Sögel. Auf Hochtouren laufen derzeit die Vorbereitungen für die Mariä-Himmelfahrtswallfahrt auf dem Schlossplatz Clemenswerth in Sögel, die am Sonntag, 19. August, stattfindet. So wird bereits der Altar von Mitarbeitern des Bauhofes der Gemeinde aufgebaut. Pater Edmund vom gastgebenden Kapuzinerkloster Clemenswerth weiß bei den Arbeiten alles in guten Händen.

„Als ich vor einigen Jahren die erste Wallfahrtsmesse auf Clemenswerth mitfeiern durfte, war ich schon ein wenig enttäuscht“, teilt Pater Edmund im Gespräch mit unserer Redaktion. Er hatte bereits, bevor er nach Sögel kam, von der großen Feierlichkeit gehört. Wie es so bei Erzählungen ist, sei ihm eine viel größere Besucherschar angekündigt worden. Tatsächlich waren zu früheren Zeiten mehr als 5000 Gläubige auf dem Schlossplatz, um dem Wallfahrtsgottesdienst beizuwohnen. Im Jahr 1937 sollen sich gar 30.000 Gläubige in Sögel versammelt haben. Vor drei Jahren hatte Pater Edmund wohl den Tiefpunkt der Sögeler Wallfahrt erlebt. Es regnete in Strömen und nur die hart gesottenen Pilger, immerhin noch weit über Tausend, versammelten sich auf dem Schlossplatz.
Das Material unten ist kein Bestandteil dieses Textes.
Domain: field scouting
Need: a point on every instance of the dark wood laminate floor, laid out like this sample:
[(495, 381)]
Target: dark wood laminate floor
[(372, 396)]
Augenmerk auf Familienfreundlichkeit

Doch dann kehrte eine Wende ein. Von Jahr zu Jahr sind wieder mehr Gäste auf dem Schlossplatz zugegen, um dem Mariä-Himmelfahrtsgottesdienst zu folgen. „Dieses liegt ganz sicherlich auch an den intensiven Bemühungen eines eigens eingerichteten Arbeitskreises, der unter der Leitung von Pfarrer Bernd Horstmann das Augenmerk der Wallfahrt auf die Familienfreundlichkeit gerichtet hat“, erklärt Pater Edmund.

Kindergottesdienst gut angenommen

So werde seit Kurzem ein Kindergottesdienst im Klostergarten angeboten, der gut angenommen wird. Der Gang zur anschließenden Segnung der Kinder durch den Hauptzelebranten zeige ein schönes Bekenntnis der Familien zur Kirche. Auch die Einladung an die Erstkommunionkinder aus dem ganzen Dekanat sowie die Beteiligung der Kindergartenkinder würde Früchte tragen. „Es ist ein schöner Anblick vom Altar aus, zuvorderst in die Gesichter der aufmerksamen Kinder schauen zu dürfen“, so der Pater Edmund.

Weihbischof predigt

Das Wichtigste sei aber nicht die Anzahl der Gläubigen, sondern die Ausstrahlung des Gottesdienstes auf einem Jeden. „Wir alle wollen die Kirche und den Glauben lebendig halten. Wenn dieser Gedanke von allen getragen wird, strahlen wir genau das aus, wofür diese Wallfahrt steht.“

In diesem Jahr wird Weihbischof Johannes Wübbe in seiner Predigt über „Maria, die Knotenlöserin“ sprechen. „Darauf freue ich mich“, berichtet Pater Edmund. Biete das Thema doch ausreichend Gelegenheit, um auf die vielen Probleme, die ein jeder wie Knoten mit sich schleppt, einzugehen und Zuversicht durch die geistliche Unterstützung zu schöpfen. Auch Bruder Marinus, Provinzialminister der Deutschen Kapuziner, nebst vielen Mitbrüdern aus Klöstern der näheren Umgebung werden wieder zur diesjährigen Wallfahrt erwartet.

Begegnung auf dem Schlossplatz

Als wichtigen Bestandteil der Erneuerungen nennt Pater Edmund auch die anschließende Begegnung des Bischofs oder Weihbischofs auf dem Schlossplatz mit den Gläubigen. „Früher haben wir ein Essen mit der Obrigkeit hinter verschlossenen Türen angeboten, davon wollte sich der Bischof lösen.“ Jetzt ist er mitten unter dem Volk. „Und anschließend wird gemeinsam eine zünftige Kirmes auf dem Sögeler Marktplatz gefeiert“, zeigt sich Pater Edmund dem weltlichen Leben durchaus angetan.